I know that it's been a while since I've posted. It's been crazy trying to get everything on my Christmas list done before the fam flies in for a visit. I actually finished my last book a couple days ago. Finally got some time to write about it...
The Blue Sword
Author: Robin McKinley
Rating: 3 stars (out of 5)
Review: In The Blue Sword, young Harry Crewe is living with her new guardians in an outpost palace at the edge of the land of the Hillmen. Her life as an Outlander in this desert initially bores her, but a visit by the Hill-King and his Riders results in Harry being thrust into the Hillmen's world, where she not only adjusts, but thrives.
I have to admit that I had a lot of trouble getting through this book. It's not an easy page-turner, a la The Alchemyst or The Warrior Heir. The writing style is much less compelling. It's almost "quaint" in its execution, very pleasant, but also reserved. Even at points of the story as intense as fighting for one's life, the author does not veer from her matter-of-fact recounting of the events. That's not to say that she writes with no emotion; it's just subdued, as if McKinley is holding herself to some standard of propriety.

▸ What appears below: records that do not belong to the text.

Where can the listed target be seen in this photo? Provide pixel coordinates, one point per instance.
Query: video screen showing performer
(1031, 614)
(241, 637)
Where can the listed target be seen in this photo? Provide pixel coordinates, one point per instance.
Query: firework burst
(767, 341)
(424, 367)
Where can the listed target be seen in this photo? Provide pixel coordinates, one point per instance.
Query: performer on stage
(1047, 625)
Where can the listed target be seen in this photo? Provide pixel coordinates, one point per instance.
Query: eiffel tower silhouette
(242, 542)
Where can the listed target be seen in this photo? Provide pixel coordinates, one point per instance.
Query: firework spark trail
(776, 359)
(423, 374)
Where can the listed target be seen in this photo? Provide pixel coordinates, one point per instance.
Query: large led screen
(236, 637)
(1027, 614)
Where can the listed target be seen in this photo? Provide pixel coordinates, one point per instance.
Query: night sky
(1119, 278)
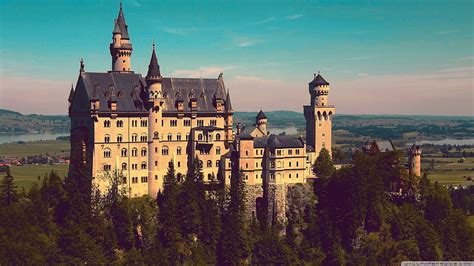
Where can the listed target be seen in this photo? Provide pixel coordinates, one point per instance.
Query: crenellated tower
(155, 102)
(414, 160)
(121, 48)
(319, 116)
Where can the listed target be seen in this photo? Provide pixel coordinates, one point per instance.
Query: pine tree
(323, 166)
(8, 190)
(233, 248)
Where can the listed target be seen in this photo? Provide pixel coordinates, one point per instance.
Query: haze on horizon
(389, 57)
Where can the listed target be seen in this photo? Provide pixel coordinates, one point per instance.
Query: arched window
(165, 150)
(107, 153)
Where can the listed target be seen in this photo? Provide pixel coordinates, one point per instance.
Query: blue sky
(383, 57)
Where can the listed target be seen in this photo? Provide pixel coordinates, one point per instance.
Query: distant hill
(15, 122)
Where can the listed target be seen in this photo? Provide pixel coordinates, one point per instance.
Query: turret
(121, 48)
(261, 122)
(319, 90)
(414, 160)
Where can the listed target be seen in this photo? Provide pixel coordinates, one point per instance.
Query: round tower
(261, 122)
(414, 160)
(155, 101)
(121, 48)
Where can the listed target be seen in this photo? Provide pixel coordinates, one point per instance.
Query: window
(107, 153)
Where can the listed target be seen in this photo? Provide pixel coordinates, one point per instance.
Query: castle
(122, 121)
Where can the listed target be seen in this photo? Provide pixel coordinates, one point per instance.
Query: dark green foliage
(323, 166)
(8, 193)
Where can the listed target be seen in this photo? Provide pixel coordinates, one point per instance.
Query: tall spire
(153, 67)
(121, 23)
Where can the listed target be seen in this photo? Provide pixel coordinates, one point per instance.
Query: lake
(8, 138)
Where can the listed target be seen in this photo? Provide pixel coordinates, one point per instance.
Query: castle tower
(414, 160)
(155, 102)
(261, 122)
(121, 48)
(319, 116)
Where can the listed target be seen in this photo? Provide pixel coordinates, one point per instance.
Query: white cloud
(211, 71)
(293, 17)
(267, 20)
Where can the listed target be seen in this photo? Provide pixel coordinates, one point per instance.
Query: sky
(380, 57)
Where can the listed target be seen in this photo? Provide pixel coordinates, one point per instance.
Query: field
(25, 176)
(448, 171)
(52, 147)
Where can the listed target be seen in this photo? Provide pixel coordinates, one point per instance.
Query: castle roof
(130, 92)
(280, 141)
(261, 115)
(318, 81)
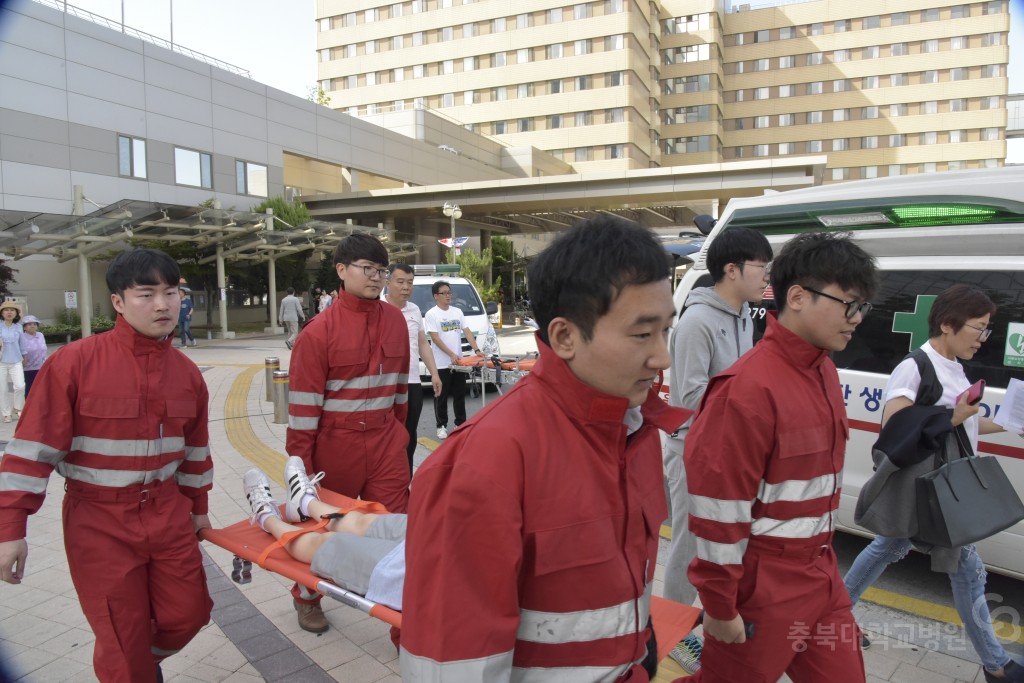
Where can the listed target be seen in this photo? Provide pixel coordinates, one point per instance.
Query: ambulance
(928, 231)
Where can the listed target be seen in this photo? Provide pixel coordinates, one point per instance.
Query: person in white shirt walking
(291, 314)
(399, 289)
(445, 325)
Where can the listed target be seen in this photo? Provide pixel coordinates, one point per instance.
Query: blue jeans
(969, 592)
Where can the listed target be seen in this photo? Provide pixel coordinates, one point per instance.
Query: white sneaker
(257, 488)
(299, 485)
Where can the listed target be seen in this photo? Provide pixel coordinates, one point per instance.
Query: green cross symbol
(915, 324)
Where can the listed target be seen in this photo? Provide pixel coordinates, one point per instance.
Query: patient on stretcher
(360, 552)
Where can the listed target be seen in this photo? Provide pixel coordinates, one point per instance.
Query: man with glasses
(348, 394)
(714, 333)
(446, 325)
(764, 462)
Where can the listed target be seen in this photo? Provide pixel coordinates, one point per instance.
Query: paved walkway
(254, 635)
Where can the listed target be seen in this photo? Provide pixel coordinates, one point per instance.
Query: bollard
(281, 396)
(269, 366)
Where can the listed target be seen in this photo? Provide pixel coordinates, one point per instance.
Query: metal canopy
(243, 236)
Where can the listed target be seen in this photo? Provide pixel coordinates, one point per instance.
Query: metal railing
(62, 6)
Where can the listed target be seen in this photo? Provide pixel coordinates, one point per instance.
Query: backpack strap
(930, 389)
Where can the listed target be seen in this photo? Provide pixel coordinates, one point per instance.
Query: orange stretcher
(250, 544)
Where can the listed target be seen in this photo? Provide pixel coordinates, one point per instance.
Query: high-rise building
(882, 87)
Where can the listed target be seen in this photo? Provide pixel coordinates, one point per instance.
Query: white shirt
(449, 326)
(905, 380)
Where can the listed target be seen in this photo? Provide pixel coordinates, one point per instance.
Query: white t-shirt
(414, 321)
(449, 326)
(905, 380)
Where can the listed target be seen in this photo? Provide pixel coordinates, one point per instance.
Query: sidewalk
(254, 635)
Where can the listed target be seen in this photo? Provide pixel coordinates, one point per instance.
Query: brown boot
(311, 617)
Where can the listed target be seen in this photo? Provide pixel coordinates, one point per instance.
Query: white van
(464, 296)
(928, 231)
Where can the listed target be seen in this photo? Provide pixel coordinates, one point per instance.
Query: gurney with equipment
(252, 545)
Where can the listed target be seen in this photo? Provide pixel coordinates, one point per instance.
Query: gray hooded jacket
(709, 338)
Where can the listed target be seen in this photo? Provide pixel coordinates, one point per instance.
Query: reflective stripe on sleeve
(721, 553)
(23, 482)
(797, 491)
(356, 404)
(727, 512)
(116, 477)
(585, 626)
(34, 451)
(195, 480)
(197, 454)
(306, 424)
(494, 668)
(305, 397)
(128, 447)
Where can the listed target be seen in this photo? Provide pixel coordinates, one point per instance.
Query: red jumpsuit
(347, 402)
(532, 538)
(123, 418)
(764, 462)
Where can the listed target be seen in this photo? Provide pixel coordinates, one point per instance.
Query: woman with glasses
(957, 326)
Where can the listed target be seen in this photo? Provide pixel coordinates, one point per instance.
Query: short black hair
(134, 267)
(736, 246)
(581, 274)
(358, 246)
(956, 305)
(819, 259)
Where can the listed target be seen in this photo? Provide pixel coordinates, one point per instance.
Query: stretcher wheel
(242, 570)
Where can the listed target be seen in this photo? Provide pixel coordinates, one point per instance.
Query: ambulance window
(877, 347)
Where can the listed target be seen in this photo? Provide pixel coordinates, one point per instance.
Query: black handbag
(966, 500)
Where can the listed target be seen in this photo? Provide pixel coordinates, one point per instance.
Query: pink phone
(974, 393)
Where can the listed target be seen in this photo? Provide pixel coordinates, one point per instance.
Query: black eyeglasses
(985, 332)
(852, 307)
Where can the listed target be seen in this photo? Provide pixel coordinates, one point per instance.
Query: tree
(317, 95)
(474, 266)
(6, 276)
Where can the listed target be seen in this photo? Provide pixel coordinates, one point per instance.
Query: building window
(250, 178)
(131, 157)
(193, 168)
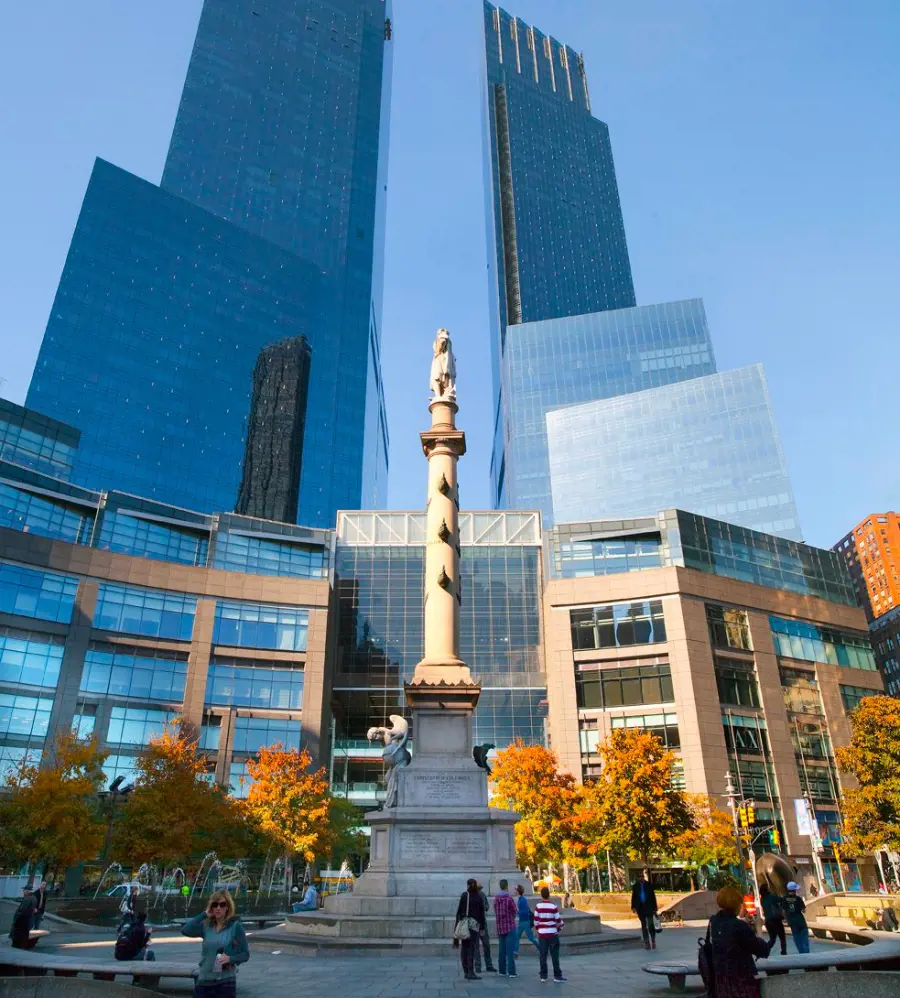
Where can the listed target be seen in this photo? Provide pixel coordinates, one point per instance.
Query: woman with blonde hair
(734, 947)
(224, 947)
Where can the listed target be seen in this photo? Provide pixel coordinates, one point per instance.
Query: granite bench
(883, 954)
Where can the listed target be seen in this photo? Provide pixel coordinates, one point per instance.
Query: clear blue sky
(758, 156)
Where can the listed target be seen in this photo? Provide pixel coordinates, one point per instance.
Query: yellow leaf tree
(51, 814)
(290, 804)
(872, 809)
(710, 841)
(525, 778)
(174, 814)
(637, 810)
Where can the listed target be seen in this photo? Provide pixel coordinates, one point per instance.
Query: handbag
(705, 963)
(465, 926)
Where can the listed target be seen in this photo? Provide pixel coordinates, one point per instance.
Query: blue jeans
(526, 929)
(507, 957)
(800, 932)
(549, 944)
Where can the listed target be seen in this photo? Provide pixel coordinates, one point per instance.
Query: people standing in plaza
(485, 940)
(734, 947)
(526, 919)
(23, 920)
(505, 917)
(643, 904)
(548, 923)
(794, 907)
(773, 915)
(471, 906)
(41, 904)
(224, 947)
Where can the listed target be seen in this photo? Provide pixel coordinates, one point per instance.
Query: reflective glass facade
(379, 583)
(709, 445)
(562, 362)
(268, 222)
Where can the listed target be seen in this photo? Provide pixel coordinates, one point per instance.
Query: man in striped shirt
(548, 924)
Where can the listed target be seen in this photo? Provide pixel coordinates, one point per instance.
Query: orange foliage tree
(709, 841)
(525, 779)
(633, 807)
(51, 814)
(174, 813)
(872, 808)
(290, 804)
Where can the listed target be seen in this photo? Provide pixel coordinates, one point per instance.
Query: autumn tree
(51, 814)
(174, 813)
(525, 779)
(872, 809)
(710, 840)
(291, 804)
(635, 808)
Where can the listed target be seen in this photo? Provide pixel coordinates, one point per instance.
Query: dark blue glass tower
(269, 223)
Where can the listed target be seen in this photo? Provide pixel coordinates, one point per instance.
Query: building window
(241, 683)
(576, 559)
(624, 687)
(253, 733)
(30, 659)
(148, 539)
(43, 595)
(133, 726)
(24, 717)
(263, 556)
(745, 735)
(251, 625)
(150, 612)
(664, 725)
(737, 683)
(801, 691)
(139, 673)
(797, 639)
(621, 625)
(32, 514)
(852, 695)
(728, 627)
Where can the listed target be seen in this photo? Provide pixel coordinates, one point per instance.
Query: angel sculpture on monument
(443, 367)
(396, 755)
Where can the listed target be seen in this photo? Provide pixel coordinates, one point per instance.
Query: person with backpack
(731, 946)
(224, 947)
(470, 920)
(526, 919)
(794, 907)
(133, 940)
(548, 923)
(773, 916)
(644, 905)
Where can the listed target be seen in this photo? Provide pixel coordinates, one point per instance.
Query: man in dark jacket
(643, 904)
(22, 922)
(41, 898)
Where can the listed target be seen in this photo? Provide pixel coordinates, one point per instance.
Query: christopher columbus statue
(443, 367)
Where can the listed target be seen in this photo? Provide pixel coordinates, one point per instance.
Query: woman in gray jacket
(224, 947)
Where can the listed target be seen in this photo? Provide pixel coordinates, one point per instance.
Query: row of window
(621, 625)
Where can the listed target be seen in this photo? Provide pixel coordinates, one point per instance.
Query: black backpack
(705, 964)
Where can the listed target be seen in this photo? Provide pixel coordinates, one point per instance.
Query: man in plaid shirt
(505, 914)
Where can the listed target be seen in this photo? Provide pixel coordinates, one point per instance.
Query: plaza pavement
(610, 973)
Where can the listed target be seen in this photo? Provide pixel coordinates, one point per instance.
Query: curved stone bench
(883, 954)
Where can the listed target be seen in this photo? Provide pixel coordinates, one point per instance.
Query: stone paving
(613, 973)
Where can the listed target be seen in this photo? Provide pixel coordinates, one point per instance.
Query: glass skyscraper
(269, 223)
(708, 445)
(562, 362)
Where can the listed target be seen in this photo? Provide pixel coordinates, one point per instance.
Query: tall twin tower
(177, 302)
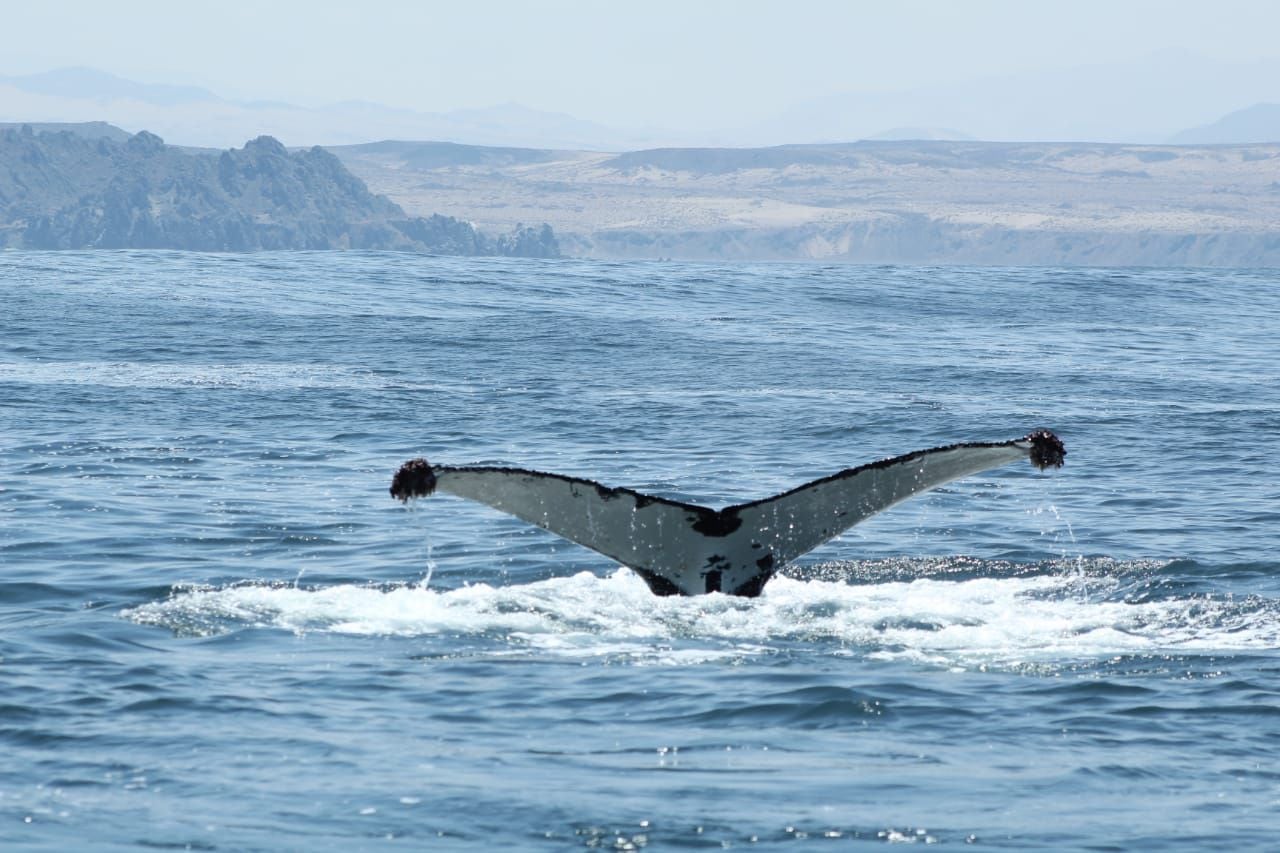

But although emotion is more of a background element in this book, it is the engrossing, detailed world that takes center stage. McKinley's description of Harry's surroundings, Hillmen traditions and legends are immersive. Both the Outlander and Hillmen worlds and cultures are familiar, as the author borrows from colonial and desert nomadic material to help build her realm. This backdrop serves to more easily introduce the reader to the very original characters, exotic creatures, and stories McKinley creates.
Overall, I can understand why this book has become a classic in the young adult fantasy realm. For me, it's a matter of personal taste in writing style, and The Blue Sword just happens to be of a writing voice that I don't particularly fancy.